I sat down to brunch with friends, recently, a long overdue pleasure. As they were friends, they asked how my memoir was progressing. “Oh,” I replied, the genre isn’t called a memoir anymore. It’s referred to as “literary nonfiction.”
“What’s the difference?” The friend who’d spoken folded his arms across his chest to suggest he doubted anything was new under the sun.
Happy to clarify, I turned in his direction. “’ Literary nonfiction’ arranges life events in the format of a novel. There’s background, a denouement, and a resolution.” I went on to add that if memory fails regarding a conversation, the rules allow a writer to invent new dialogue.
A frown formed on my skeptical friend’s face so I was quick to add, “Of course what’s written must be true to the gist of the original exchange.”
“In other words, you can lie,” he said, causing laughter to ripple across the room.
Later that afternoon, this same friend emailed an article to me by George F. Will. Will is a conservative writer for the Washington Post, but he’d penned this particular essay in 1997. The piece might have been titled “true lies,” as it was about alternate facts — a subject dear to our current president, Donald Trump. (Torricelli’s Lager Point,” Newsweek, Sept. 1997. Pg. 78.)

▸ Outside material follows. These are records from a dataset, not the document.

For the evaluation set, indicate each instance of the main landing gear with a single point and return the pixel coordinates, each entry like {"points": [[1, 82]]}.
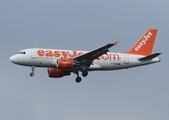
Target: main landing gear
{"points": [[79, 79], [32, 69]]}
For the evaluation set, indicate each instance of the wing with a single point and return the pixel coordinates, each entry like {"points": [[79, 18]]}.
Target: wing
{"points": [[92, 55]]}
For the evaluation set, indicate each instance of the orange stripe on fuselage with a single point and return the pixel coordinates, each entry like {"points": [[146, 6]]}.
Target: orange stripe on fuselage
{"points": [[74, 53]]}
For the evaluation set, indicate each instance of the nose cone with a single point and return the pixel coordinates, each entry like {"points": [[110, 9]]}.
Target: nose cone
{"points": [[13, 59]]}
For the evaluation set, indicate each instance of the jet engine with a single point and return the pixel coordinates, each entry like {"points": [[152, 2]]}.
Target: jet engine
{"points": [[63, 63], [57, 73]]}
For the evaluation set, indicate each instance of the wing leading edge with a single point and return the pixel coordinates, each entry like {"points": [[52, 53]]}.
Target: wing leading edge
{"points": [[92, 55]]}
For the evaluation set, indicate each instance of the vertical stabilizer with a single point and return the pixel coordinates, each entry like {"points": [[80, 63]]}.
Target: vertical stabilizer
{"points": [[145, 44]]}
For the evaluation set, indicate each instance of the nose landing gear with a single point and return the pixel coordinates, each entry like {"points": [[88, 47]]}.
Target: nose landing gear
{"points": [[32, 69]]}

Will wasn’t prescient enough to anticipate the future, however. His complaint was against Robert Reich, a liberal economist who’d served as Bill Clinton’s Labor Secretary for a time. Opposed to Reich’s views on just about everything, Will mocked what he called Robert Reich’s Rule of Epistemology: “…any proposition is true—or true enough, or as true as anything else — if it comports with one’s feelings about or ‘perceptions’ of, something.”
What provoked Will’s ire was a story Reich had told in his latest publication at the time. It was inaccurate, but when confronted, Reich refused to back down. “I claim no higher truth than my own perceptions. That is how I lived it.” In modern times, that same defense reverberates in Elizabeth Warren’s claim about her American Indian roots.
“Perception is reality.” The truism has long dominated political thinking and in 1997 it was the source of Will’s lament: “There are no reliable facts, only perceptions.” In 2019, nothing has changed. Witness how Donald Trump can slay Alabama weather forecasters with his sharpie pen.
I hope my skeptical friend has reread the article he sent me. If so, perhaps he will think more kindly of “literary non-fiction.” What is art for, after all, if not to hold a mirror up to life?